This Program Can Tell You the Ingredients Behind Every Meal By Its Picture

Researchers at the Massachusetts Institute of Technology (MIT) have good news for all food lovers. Their recent paper gives us information about a program they have developed which can tell you the ingredients of a dish just by analyzing its image.

How it Works

The program called Recipe1M, was fed about 800,000 images of food along with a million recipes from a handful of cooking websites. The program analysed the images similar to how Google Photos App works. It ‘learns’ which image belongs to which recipe and can then recognize similar images.

Although the software is not foolproof, it can still guess ingredients correctly 65% of the time though the accuracy of the outcome greatly depends on the type of food.

It can identify dessert ingredients like eggs, butter and flour easily. But when given tougher ‘less defined’ foods like milk shakes or sushi, the program somewhat struggles. Though, it should be noted that even for us humans with our great eyesight and inference, it is difficult to judge ingredients of such blended cuisines.

Its Implications

This remarkable use of AI can open up some interesting doors to the future. In today’s age, people are becoming more and more diet conscious and closely observe their calorie intake. Recipe1M can be used to do just that.
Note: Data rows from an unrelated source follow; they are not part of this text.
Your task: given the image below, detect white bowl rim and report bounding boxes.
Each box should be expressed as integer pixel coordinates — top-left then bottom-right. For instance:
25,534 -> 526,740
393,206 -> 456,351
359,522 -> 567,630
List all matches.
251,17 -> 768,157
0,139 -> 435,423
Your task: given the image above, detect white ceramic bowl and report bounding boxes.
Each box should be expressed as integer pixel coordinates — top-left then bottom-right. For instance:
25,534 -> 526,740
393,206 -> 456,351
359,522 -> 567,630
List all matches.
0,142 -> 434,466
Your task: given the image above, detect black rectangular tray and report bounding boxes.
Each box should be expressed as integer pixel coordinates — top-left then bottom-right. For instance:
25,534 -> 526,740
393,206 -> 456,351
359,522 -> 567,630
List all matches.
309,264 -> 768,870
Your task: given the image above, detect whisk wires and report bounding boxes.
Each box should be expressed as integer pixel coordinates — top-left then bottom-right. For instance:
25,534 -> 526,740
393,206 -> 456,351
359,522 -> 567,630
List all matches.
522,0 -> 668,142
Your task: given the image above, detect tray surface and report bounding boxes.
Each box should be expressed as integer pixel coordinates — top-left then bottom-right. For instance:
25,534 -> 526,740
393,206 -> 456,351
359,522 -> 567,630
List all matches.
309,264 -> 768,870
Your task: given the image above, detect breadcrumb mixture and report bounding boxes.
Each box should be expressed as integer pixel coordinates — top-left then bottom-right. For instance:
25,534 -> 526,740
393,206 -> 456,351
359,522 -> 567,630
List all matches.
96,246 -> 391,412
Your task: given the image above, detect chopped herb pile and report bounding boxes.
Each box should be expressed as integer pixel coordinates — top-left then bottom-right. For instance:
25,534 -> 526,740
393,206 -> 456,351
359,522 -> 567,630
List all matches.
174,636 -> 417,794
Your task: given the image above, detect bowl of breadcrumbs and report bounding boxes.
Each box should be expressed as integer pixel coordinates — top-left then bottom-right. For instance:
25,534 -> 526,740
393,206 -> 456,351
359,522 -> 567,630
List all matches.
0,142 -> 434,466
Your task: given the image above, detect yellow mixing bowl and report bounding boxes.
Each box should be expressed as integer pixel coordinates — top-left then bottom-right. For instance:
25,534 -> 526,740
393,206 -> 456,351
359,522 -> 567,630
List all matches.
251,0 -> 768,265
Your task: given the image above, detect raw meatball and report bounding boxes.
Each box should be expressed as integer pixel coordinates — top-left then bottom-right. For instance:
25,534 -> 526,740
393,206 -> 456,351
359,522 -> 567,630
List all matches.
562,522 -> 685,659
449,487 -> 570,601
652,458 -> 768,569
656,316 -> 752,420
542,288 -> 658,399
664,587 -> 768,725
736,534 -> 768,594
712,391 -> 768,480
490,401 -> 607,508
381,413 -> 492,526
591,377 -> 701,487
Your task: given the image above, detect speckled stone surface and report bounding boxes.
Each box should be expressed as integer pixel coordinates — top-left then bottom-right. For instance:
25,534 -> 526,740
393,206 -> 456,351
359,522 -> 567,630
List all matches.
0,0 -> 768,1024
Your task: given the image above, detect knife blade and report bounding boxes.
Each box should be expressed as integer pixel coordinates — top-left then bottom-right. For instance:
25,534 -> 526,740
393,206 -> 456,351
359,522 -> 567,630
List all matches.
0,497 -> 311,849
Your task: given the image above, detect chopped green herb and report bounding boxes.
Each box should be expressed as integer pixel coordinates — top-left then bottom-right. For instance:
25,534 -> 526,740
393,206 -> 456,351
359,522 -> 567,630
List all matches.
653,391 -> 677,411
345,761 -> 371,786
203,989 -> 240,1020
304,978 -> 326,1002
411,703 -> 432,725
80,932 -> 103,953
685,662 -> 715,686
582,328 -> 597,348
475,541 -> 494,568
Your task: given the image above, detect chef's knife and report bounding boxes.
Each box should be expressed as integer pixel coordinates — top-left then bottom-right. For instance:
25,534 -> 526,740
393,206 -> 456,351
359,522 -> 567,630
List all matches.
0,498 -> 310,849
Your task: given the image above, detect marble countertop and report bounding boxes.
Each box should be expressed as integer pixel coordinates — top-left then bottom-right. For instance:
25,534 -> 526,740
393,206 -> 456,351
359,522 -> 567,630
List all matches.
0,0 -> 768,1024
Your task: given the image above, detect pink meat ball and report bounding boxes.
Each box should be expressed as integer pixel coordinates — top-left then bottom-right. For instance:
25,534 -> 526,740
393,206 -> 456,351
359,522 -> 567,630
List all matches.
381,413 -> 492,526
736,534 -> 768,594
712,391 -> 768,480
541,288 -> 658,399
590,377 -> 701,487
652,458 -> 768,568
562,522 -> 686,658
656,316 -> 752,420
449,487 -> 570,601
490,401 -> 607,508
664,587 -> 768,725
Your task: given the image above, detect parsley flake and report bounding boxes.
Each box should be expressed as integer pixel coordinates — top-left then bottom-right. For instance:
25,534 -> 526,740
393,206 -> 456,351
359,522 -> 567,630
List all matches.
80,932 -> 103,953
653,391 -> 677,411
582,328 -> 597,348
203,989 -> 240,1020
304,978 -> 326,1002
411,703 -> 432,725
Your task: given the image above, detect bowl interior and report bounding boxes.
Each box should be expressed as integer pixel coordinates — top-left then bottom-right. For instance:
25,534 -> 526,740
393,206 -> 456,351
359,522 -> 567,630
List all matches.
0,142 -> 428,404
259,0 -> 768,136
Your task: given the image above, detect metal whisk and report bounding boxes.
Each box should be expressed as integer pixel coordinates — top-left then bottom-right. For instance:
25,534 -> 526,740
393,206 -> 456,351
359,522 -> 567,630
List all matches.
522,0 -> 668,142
You could easily keep track of the ingredients you’re ingesting and cut down on those which make you fat.

If you’re more on the skinny side, then you can look for foods which have high contents of proteins and fats.

Another slick use would be to look for the ingredients of a course you’ve just been served for the first time in your life. You can maybe try the recipe when at home.

Earlier Attempts

This isn’t the first time someone has tried such a feat. In 2014, a group of Swiss researchers developed their own variation of a cooking program dubbed ‘Food-101’. It could also identify food but was much less accurate.

This seems to be what’s holding AI development back in food based applications. There just aren’t large enough datasets present to make the required predictions. But Recipe1M seems to have overcome that obstacle with its huge library of images and recipes. Giving it a much better chance at guessing the ingredients, and consequently the recipes, correctly.

The AI based software will only get better from this point on as the developers add to its volume of data.